“Şimdi ben size kısa bir örnek vereceğim; Cemal Süreya Kültür Sanat Derneği’nde kuruluşundan bu yana görev aldım. Bu 5 yıl içinde öncülük ettim ve hukuki sorumluluğu da üstüme alarak dernek adına iki kitap çıkardım; biri “Cemal Süreya ve Sonrası”, diğeri “Cemal Süreya 20 yaşında.” O dönemin başkanı Dr. Itır Yeğenağ’ın kitapta bir yazısı çıktı ve şu dendi: “Cemal Süreya beyin kanamasından gitti. Ben dernekteyim, bana sorsana bir kere! Bu yüzden aramız açıldı. Cemal Süreya şeker koması, akciğer ödemi ve kalp yetmezliğinden gitti. Hastanenin raporu var. “Ben ne bileyim, öyle biliyordum” dedi, olur mu hiç!”

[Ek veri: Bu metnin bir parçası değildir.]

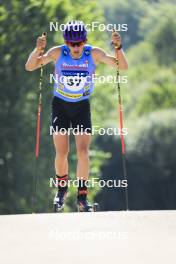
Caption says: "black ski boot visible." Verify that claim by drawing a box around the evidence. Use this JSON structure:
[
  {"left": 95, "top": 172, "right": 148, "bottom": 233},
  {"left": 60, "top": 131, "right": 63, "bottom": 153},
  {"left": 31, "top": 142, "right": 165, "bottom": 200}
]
[
  {"left": 53, "top": 174, "right": 68, "bottom": 212},
  {"left": 53, "top": 191, "right": 67, "bottom": 212},
  {"left": 77, "top": 199, "right": 94, "bottom": 212}
]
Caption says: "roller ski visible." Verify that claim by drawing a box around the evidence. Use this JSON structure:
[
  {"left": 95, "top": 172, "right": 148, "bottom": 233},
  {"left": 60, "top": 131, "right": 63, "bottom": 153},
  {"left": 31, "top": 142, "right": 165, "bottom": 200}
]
[{"left": 77, "top": 200, "right": 99, "bottom": 213}]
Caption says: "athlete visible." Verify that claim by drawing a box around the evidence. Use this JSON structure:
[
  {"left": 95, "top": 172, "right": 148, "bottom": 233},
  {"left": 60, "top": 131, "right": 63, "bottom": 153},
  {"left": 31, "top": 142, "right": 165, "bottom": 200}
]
[{"left": 25, "top": 21, "right": 128, "bottom": 212}]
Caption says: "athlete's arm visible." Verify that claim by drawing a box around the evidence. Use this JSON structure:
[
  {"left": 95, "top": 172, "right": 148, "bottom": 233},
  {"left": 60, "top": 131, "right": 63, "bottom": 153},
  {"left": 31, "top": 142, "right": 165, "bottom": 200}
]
[
  {"left": 25, "top": 36, "right": 60, "bottom": 71},
  {"left": 92, "top": 31, "right": 128, "bottom": 70},
  {"left": 92, "top": 47, "right": 128, "bottom": 70}
]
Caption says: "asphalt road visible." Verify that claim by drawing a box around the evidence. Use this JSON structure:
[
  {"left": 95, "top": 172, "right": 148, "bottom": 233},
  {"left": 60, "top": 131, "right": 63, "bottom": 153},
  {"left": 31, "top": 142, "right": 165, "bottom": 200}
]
[{"left": 0, "top": 211, "right": 176, "bottom": 264}]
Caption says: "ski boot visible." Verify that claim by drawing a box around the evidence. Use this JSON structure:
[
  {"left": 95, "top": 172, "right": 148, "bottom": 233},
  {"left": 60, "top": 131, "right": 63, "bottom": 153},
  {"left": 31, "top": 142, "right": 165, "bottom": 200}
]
[
  {"left": 53, "top": 191, "right": 67, "bottom": 212},
  {"left": 77, "top": 199, "right": 94, "bottom": 212}
]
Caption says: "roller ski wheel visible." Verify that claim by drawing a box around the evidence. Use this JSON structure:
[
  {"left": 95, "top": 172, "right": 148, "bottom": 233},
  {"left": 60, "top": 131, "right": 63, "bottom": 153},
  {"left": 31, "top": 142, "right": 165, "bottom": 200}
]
[
  {"left": 53, "top": 193, "right": 67, "bottom": 213},
  {"left": 78, "top": 200, "right": 99, "bottom": 213}
]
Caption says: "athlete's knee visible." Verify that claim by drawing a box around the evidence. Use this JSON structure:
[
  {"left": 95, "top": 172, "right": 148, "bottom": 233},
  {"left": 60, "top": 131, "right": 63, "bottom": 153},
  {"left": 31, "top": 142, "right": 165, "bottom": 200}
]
[
  {"left": 77, "top": 146, "right": 89, "bottom": 159},
  {"left": 56, "top": 148, "right": 69, "bottom": 159}
]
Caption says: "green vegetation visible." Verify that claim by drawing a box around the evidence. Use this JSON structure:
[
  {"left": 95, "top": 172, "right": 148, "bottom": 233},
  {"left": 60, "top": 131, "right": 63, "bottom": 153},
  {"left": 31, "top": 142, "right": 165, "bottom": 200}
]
[{"left": 0, "top": 0, "right": 176, "bottom": 214}]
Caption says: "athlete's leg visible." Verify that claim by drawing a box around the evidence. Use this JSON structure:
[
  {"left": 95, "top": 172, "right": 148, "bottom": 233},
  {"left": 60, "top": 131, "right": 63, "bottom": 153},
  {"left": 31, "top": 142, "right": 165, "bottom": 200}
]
[
  {"left": 53, "top": 133, "right": 69, "bottom": 176},
  {"left": 75, "top": 133, "right": 91, "bottom": 180}
]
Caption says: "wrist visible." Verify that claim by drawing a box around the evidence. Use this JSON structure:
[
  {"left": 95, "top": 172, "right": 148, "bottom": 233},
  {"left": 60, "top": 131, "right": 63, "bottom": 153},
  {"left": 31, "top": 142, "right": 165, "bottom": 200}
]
[
  {"left": 34, "top": 47, "right": 44, "bottom": 55},
  {"left": 111, "top": 41, "right": 122, "bottom": 50}
]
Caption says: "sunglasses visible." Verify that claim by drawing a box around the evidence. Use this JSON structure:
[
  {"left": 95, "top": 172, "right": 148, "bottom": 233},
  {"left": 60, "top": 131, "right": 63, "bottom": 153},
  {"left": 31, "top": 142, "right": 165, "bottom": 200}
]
[{"left": 67, "top": 41, "right": 84, "bottom": 47}]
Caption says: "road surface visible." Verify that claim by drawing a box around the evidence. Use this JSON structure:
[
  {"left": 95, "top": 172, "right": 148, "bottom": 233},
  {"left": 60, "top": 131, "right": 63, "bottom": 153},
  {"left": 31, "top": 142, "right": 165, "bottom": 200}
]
[{"left": 0, "top": 211, "right": 176, "bottom": 264}]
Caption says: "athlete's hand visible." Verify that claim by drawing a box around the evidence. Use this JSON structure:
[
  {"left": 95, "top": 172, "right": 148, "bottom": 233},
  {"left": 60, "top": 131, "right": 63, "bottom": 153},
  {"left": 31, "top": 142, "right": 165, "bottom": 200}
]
[
  {"left": 111, "top": 31, "right": 122, "bottom": 48},
  {"left": 36, "top": 33, "right": 46, "bottom": 52}
]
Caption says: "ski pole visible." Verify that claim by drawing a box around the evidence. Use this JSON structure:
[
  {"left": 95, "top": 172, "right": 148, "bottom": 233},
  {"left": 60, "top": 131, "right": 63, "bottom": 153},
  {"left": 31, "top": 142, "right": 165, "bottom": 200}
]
[
  {"left": 115, "top": 35, "right": 129, "bottom": 211},
  {"left": 32, "top": 32, "right": 46, "bottom": 213}
]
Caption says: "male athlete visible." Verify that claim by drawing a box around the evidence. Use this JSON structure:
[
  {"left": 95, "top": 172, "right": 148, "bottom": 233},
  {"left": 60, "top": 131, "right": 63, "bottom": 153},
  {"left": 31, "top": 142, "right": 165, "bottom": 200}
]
[{"left": 25, "top": 21, "right": 128, "bottom": 212}]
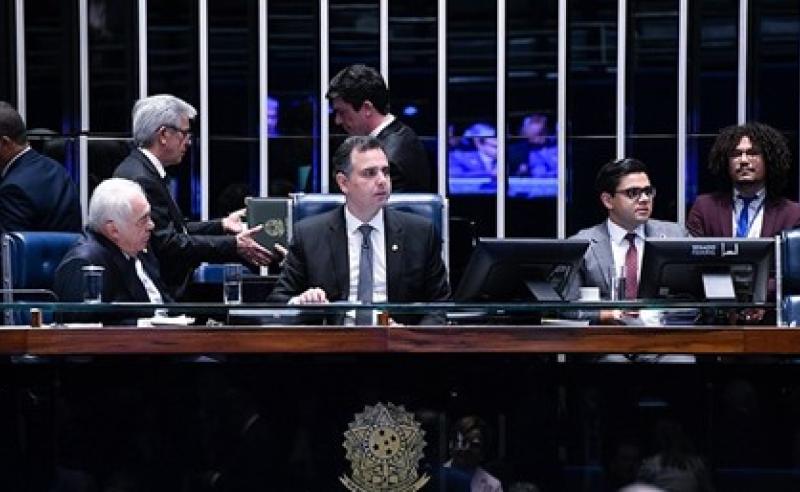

Gerçekleri öğrenmek için, yanında oturana, şairin karısına, birinci kaynağa bile soru sorma ihtiyacı hissetmeyenler, her gün bizi soru sormaya, sorgulamaya davet ediyorlar. Biz ise onlara Cemal Süreya ile cevap verelim:
“Dünya müzesinin en renkli portreleridirler
Tarihin sabıka kaydında fotoğrafları
Önden güleç ve edilgin yandan keskin ve firavun;
Dilenciler ve genelev kadınları üstüne sayısız özdeyiş yatar
kursaklarında,
İçlerindeki sevgi insanları atlayarak hayvanlara yönelmiştir
Özellikle kedilere ve köpeklere karşı iyice duygusaldırlar
iki gözleri iki çeşme,
Öldürmemektir felsefeleri bir karıncayı bile, ama yaşatmayı bilmezler”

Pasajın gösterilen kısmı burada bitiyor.